Sunday, August 21, 2011

Eastern Busway Open Day

Eastern Busway     Source: Nearmap
From Monday 29th August 2011, the latest extension of the Eastern Busway from Buranda to Main Avenue, Coorparoo will open. As is tradition with busway openings in SE Queensland, there will be an open day on Saturday 27th August.
This open day allows taxpayers to try and work out why a "cheap" busway in SE Queensland costs as much to build as "expensive" heavy rail train line anywhere else in the world.

To make the open day a more realistic experience to using Brisbane's public transport, here are some attractions that BrizCommuter thinks should be introduced to add to the family fun:

1) "If only everything was like the go card"
With this attraction, you can buy some hot chips for $3.11, the same as 2 zone peak go card fare. Unfortunately, the tills don't work, and you have to pay $5 instead. The refund counter is difficult to find, and if you do find it, it will still take 10 days to get your money back. Every 1 in 10  customers to this attraction get forced to pay a $150 fine, and every 1 in 100 customers get deported!

2) "Try to get on a full bus"
This attraction involves trying to board a bus which should run every 10 minutes. However, every time the bus turns up it is full and you have to wait for the next bus.
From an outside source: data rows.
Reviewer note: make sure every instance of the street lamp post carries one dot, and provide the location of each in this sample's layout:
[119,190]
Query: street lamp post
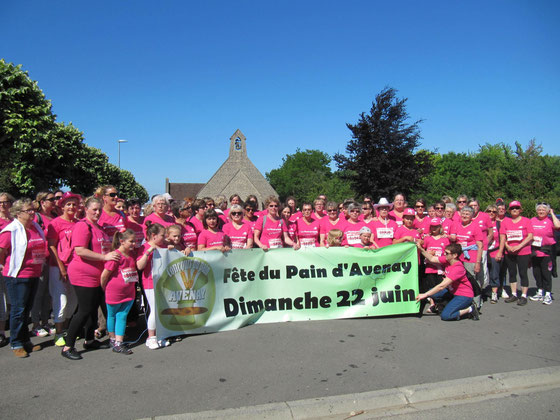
[121,141]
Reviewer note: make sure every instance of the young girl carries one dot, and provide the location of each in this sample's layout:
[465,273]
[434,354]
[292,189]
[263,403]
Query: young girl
[212,236]
[334,238]
[118,280]
[155,235]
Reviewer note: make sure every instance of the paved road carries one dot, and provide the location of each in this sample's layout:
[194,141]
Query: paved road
[279,362]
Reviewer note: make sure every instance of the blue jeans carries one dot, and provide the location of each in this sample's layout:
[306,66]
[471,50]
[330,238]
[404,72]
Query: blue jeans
[116,317]
[451,310]
[21,292]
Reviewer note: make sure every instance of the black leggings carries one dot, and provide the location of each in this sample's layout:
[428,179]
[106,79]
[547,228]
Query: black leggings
[89,299]
[542,273]
[514,262]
This attraction repeats itself until the customers get fed up and never use public transport again.

3)"Try to get off a full bus"
This attraction can be harder than an army assault course! The customer has to get from the back of a dangerously full bus, and out of the door, before the driver closes the door and drives off to the next stop. You have to dodge 20 passengers in the aisle (some of whom will listening to their iPods and won't hear you), as well as school bags randomly littered everywhere. A first aid station is located next to this attraction to treat any broken limbs.

Have a nice day!

Wednesday, August 17, 2011

Ekka-va ticket queue!

Ekka 2011 
Public confidence in SE Queensland's public ticketing appears to decreasing faster than the quality of BrizCommuter's puns. Approximately 1/3  of Ekka visitors travel there by train, many using  Exhibition station on the Exhibition Loop Line which incurs an extra charge. Many of these users rarely use public transport, and in some cases their yearly Ekka visit is often their only public transport trip of the year. Thus many of these Ekka visitors have little need for a go card. In past years Ekka visitors could purchase a daily or off-peak daily paper ticket at their originating station so that they wouldn't have to purchase a separate return ticket for the journey home. Unfortunately, as TransLink have axed daily tickets, and singles have to be used within 2 hours of the ticket purchase, this resulted in extremely long queues at Exhibition station to purchase tickets for the journey home. This resulted in frustrating hour long ticket queues spoiling the end to what was supposed to be a fun day. Yet again, the Queensland Government and TransLink's ticketing policies have further tarnished the already bad image of public transport in SE Queensland.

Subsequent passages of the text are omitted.